ひとりごと ~Music & Life-Style~

HR/HMを中心としたCD感想、足を運んだライヴの感想をメインにひとりごとをブツブツつぶやくブログです。

BLACK VEIL BRIDES 「Vale」 (2018)

BLACK VEIL BRIDES 『Vale』

アメリカのグラムメタル/ハードロックバンドの最新作。

 

日本のヴィジュアル系にも通じるような奇抜なルックスでイロモノ視されたり、賛否両論分かれながらも、高い次元で構築されたロックチューンで全米チャートトップ10に入った実績を持つバンド・・・なはずなのですが、日本では注目度がそこまで高くないのかなんなのか、国内盤が発売されませんでした。

 

自国では高い人気を誇りながら日本ではパッとしないバンドは結構いますが、大抵そういうバンドってメロディーが日本人の琴線に引っかからないからだと思います。DISTURBEDをはじめ、ニューメタルバンド全般がまさにそのクチかと。

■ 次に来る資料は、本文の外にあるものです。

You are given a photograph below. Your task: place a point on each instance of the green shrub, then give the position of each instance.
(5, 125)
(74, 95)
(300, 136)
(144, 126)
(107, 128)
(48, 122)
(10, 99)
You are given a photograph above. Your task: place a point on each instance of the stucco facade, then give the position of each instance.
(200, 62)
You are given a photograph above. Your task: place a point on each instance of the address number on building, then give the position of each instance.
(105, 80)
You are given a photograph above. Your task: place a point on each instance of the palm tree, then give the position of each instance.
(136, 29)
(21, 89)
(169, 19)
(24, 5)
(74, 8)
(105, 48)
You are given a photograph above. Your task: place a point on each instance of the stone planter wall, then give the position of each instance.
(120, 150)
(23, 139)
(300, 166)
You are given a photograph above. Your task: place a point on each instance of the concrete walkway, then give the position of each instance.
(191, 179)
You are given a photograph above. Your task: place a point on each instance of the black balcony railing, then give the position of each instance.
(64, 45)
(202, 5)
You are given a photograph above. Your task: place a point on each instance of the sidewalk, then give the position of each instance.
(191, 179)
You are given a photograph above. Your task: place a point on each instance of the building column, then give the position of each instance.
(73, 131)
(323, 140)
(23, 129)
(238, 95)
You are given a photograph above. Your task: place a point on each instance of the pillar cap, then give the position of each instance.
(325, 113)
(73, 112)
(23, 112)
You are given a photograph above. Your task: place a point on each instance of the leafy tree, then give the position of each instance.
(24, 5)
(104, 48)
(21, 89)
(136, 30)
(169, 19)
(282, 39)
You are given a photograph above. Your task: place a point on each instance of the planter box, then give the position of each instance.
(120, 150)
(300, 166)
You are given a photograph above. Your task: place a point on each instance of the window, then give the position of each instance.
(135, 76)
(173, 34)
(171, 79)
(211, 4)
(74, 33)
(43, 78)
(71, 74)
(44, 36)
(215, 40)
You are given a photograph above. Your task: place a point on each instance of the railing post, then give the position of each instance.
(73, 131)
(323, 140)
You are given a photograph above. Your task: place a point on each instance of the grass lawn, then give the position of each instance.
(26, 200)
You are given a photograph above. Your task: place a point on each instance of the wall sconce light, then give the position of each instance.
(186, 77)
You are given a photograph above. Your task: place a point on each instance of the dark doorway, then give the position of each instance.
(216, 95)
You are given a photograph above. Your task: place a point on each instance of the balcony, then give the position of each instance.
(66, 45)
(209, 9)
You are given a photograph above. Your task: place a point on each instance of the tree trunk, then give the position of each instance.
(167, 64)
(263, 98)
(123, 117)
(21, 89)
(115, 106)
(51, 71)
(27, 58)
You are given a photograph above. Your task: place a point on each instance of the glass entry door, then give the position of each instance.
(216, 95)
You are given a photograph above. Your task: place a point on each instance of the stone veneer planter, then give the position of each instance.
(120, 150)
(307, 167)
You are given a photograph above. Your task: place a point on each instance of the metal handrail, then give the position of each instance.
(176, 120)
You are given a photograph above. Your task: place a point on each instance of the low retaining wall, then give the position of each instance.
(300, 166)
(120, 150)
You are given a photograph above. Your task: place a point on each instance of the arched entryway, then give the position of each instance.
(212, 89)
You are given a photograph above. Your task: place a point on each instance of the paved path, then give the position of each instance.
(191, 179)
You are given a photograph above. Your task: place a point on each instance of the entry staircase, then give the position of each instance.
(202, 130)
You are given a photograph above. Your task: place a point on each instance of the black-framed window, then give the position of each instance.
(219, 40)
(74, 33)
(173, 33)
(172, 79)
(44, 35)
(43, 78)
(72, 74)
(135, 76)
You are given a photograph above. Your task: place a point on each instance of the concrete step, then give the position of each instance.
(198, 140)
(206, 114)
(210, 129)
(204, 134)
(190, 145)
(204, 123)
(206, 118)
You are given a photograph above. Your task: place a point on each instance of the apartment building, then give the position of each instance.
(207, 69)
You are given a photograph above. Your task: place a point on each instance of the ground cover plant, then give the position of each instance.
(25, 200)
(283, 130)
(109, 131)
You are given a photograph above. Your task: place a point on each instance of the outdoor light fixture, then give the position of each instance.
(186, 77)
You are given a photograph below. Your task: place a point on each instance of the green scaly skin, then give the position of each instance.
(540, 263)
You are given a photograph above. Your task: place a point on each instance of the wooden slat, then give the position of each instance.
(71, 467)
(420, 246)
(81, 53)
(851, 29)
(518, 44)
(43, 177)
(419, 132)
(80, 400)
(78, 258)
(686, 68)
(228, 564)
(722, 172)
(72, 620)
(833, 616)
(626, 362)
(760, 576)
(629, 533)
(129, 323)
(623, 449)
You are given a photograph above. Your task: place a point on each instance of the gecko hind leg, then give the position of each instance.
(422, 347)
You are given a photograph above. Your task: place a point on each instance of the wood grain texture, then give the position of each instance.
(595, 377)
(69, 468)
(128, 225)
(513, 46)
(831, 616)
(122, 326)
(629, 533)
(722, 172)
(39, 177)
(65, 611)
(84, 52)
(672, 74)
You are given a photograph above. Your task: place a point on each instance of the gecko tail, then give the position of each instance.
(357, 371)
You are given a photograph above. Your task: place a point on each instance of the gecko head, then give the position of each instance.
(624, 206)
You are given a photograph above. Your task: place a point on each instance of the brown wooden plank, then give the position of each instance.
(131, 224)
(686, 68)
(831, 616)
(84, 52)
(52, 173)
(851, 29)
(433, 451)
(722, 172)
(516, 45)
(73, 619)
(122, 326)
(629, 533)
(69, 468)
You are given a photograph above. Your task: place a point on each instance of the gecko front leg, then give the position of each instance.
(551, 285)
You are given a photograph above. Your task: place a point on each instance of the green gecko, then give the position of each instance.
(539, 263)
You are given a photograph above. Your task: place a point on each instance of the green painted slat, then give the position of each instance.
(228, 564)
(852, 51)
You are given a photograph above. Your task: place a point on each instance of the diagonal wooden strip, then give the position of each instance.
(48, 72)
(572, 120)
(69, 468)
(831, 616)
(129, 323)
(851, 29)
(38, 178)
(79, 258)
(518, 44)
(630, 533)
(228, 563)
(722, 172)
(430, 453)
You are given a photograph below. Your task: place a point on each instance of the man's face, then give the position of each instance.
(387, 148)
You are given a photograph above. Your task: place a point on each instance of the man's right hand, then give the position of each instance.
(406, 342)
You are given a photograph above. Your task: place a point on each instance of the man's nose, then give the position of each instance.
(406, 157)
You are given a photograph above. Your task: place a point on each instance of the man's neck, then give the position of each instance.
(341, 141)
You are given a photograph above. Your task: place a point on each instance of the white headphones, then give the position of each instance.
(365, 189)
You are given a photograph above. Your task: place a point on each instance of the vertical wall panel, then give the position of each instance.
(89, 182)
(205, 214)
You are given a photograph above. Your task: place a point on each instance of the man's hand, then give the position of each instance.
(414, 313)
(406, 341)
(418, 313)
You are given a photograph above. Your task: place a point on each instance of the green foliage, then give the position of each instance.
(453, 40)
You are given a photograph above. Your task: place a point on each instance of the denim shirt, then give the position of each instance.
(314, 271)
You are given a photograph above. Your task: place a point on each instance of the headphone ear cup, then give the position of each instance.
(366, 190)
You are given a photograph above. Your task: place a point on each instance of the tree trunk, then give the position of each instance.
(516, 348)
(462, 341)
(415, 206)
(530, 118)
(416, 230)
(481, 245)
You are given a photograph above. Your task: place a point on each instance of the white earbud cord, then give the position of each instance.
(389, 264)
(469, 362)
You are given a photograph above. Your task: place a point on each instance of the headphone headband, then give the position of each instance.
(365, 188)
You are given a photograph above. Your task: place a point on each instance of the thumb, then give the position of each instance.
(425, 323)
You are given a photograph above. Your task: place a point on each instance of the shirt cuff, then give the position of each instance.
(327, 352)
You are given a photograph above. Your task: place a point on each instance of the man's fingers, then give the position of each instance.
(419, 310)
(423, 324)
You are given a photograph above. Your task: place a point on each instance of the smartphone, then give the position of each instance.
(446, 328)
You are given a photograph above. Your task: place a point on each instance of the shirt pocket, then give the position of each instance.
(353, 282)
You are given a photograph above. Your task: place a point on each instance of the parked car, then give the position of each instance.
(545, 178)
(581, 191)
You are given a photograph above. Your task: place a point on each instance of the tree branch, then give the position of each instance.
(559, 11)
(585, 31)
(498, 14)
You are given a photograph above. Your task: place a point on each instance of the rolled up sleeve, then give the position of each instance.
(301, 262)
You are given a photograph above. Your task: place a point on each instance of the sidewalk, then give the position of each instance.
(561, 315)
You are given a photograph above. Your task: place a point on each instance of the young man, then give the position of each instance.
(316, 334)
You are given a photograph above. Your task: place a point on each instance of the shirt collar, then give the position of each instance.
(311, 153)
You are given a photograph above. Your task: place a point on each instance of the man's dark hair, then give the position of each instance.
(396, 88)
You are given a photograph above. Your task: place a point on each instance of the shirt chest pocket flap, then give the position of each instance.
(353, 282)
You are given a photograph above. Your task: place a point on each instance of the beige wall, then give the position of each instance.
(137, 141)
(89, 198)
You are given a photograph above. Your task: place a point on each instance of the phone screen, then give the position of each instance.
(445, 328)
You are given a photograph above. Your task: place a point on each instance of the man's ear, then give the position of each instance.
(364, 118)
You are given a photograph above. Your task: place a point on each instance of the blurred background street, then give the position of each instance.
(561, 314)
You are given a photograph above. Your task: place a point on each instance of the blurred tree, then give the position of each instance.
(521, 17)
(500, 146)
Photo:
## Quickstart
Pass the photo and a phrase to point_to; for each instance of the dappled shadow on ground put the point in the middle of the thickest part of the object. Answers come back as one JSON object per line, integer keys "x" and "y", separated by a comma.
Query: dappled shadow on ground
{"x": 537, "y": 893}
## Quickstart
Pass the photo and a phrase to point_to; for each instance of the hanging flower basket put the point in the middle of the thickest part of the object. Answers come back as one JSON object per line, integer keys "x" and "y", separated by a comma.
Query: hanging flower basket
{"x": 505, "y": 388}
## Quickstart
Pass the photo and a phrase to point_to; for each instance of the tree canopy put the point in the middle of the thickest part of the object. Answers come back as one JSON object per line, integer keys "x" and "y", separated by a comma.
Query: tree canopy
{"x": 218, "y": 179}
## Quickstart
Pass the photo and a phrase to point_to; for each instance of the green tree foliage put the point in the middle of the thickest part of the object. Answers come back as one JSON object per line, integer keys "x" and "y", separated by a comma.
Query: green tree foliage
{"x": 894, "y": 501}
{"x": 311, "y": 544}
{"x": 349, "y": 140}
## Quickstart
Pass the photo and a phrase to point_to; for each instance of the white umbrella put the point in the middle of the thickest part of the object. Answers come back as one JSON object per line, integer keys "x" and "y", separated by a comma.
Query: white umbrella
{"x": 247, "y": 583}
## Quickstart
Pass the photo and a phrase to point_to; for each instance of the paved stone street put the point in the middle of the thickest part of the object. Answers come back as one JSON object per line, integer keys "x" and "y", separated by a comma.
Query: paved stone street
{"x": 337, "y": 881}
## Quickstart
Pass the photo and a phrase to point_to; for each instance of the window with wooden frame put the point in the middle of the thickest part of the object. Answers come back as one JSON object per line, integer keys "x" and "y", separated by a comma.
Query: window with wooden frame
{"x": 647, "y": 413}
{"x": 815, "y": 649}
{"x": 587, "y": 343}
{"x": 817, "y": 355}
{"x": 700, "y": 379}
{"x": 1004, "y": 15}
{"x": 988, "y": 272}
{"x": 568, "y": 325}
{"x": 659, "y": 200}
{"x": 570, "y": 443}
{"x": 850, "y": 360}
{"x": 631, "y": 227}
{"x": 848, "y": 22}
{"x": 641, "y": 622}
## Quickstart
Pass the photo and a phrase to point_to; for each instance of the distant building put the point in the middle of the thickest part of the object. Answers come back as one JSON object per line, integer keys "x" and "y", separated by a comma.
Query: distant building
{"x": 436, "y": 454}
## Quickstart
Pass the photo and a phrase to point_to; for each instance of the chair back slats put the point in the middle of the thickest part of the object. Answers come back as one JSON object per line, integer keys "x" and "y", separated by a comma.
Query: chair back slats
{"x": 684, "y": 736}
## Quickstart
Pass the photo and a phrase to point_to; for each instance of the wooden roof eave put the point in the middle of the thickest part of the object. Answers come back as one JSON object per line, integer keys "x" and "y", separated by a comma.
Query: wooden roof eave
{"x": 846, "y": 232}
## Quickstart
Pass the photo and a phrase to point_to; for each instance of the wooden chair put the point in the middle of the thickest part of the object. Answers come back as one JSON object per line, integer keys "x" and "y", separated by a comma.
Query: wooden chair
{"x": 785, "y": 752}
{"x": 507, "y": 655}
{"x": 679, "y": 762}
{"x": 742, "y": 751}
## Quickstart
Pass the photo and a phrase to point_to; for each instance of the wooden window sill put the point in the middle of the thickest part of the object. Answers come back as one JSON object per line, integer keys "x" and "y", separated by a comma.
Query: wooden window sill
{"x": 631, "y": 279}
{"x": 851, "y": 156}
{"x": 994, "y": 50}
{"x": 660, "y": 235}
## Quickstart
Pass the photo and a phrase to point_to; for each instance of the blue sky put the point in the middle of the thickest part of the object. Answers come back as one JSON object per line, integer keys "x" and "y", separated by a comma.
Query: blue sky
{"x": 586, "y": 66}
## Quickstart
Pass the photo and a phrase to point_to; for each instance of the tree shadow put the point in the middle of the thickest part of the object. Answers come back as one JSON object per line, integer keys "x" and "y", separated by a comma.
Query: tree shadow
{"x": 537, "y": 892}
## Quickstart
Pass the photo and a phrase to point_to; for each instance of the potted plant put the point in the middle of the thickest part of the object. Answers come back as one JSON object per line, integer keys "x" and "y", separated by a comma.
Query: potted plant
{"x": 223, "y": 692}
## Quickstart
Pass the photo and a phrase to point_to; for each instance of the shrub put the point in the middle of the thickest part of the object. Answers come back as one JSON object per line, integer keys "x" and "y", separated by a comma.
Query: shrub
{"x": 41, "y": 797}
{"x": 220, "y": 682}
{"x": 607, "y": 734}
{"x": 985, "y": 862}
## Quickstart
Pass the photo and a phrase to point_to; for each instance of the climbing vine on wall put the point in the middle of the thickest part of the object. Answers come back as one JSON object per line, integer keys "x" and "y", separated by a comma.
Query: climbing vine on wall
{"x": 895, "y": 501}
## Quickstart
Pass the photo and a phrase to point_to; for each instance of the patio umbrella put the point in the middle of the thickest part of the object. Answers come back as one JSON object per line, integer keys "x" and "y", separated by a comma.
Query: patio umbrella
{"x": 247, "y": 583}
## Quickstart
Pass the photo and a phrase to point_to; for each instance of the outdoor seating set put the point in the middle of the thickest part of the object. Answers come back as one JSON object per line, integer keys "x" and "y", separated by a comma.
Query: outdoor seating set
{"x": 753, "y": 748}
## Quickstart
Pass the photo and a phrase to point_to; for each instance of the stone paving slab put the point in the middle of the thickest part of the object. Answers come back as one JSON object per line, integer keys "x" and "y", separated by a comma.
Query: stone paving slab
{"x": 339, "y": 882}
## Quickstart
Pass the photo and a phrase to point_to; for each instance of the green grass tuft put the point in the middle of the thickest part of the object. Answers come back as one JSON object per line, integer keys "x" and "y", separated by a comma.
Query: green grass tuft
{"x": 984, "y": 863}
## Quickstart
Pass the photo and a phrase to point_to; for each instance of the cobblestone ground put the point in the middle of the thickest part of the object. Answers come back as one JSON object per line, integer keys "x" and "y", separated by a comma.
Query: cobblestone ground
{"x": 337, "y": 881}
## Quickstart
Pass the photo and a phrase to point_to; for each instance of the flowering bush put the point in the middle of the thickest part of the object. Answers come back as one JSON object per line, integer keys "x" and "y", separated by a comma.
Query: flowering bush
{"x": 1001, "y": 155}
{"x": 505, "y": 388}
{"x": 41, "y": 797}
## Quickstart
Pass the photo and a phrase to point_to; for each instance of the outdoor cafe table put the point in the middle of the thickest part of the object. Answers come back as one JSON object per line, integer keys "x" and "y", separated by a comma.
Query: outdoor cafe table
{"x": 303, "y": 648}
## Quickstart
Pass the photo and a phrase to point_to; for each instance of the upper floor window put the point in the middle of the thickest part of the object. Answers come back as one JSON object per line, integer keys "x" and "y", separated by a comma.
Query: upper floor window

ニューメタルってバンドサウンド自体はへヴィで攻撃的で非常にカッコいいはずなんですが、やっぱりメロディアスさにどうしても欠けちゃう印象を受けてしまいますね・・・

 

しかしこのバンドに関してはグラムメタルから影響を受けた、ヘヴィ過ぎない適度なハードさを持ったサウンドとキャッチーなメロディーがあり、メンバーのルックスもロックスター然とした華やかさと毒を持ち合わせたカッコいいもの。もっと注目されてもいい気がするんですけどね~。

 

さて本作の内容に関してですが、もともとゴリッゴリのメタリックなサウンドで勝負しているバンドではなかったとはいえ、いつにもましてメタル度が希薄、へヴィメタルではなくほぼ完全にハードロック/ポップ化した印象を受ける、全体的にだいぶソフトなスタイル。

 

イントロを除けばアルバムの幕開けとなるM2「The Last One」や、それに続く先行公開されたM3「Wake Up」といった楽曲が派手さの控えめな(リードギターがしっかりと唸っている箇所もありますが)ミドルテンポになっており、聴いた時のインパクトや即効性はちょっぴり弱め。そしてその印象はほぼアルバム1枚に渡って続きます。M9「My Vow」のみがアグレッシヴなサウンドが前に出た楽曲と言えるかもしれません。

 

しかしAVENGED SEVENFOLDを想起させるツインギターの絡みやソロパート、美しいストリングスサウンド、ライヴ映えしそうなシンガロング、そして大観衆の前でギンギラの照明を浴びて演奏されるハードロック・グラムメタルに通じる、華と毒気を帯びたメロディーラインはバッチリ収録。曲調はどうあれ持ち味はしっかり活きていると言えます。

 

M4「When They Call My Name」、M10「Ballad Of The Lonely Hearts」、アルバムのラストを飾るM12「Vale (This Is Where It Ends)」といった穏やかな楽曲ではよりメロディアスさが強調され、ドラマチックな仕上がりになっているのがポイント。ストリングスとアコギの調べが非常に良い働きをしたバラードのM12はとりわけ美しく素晴らしい。ラスト付近で情感を盛り上げるリードギターとアンディのヴォーカルも見事!名バラードです!

 

そして本作で最も気に入ったナンバーが8分半にも及ぶ大作のM6「Dead Man Walking (Overture Ⅱ)」。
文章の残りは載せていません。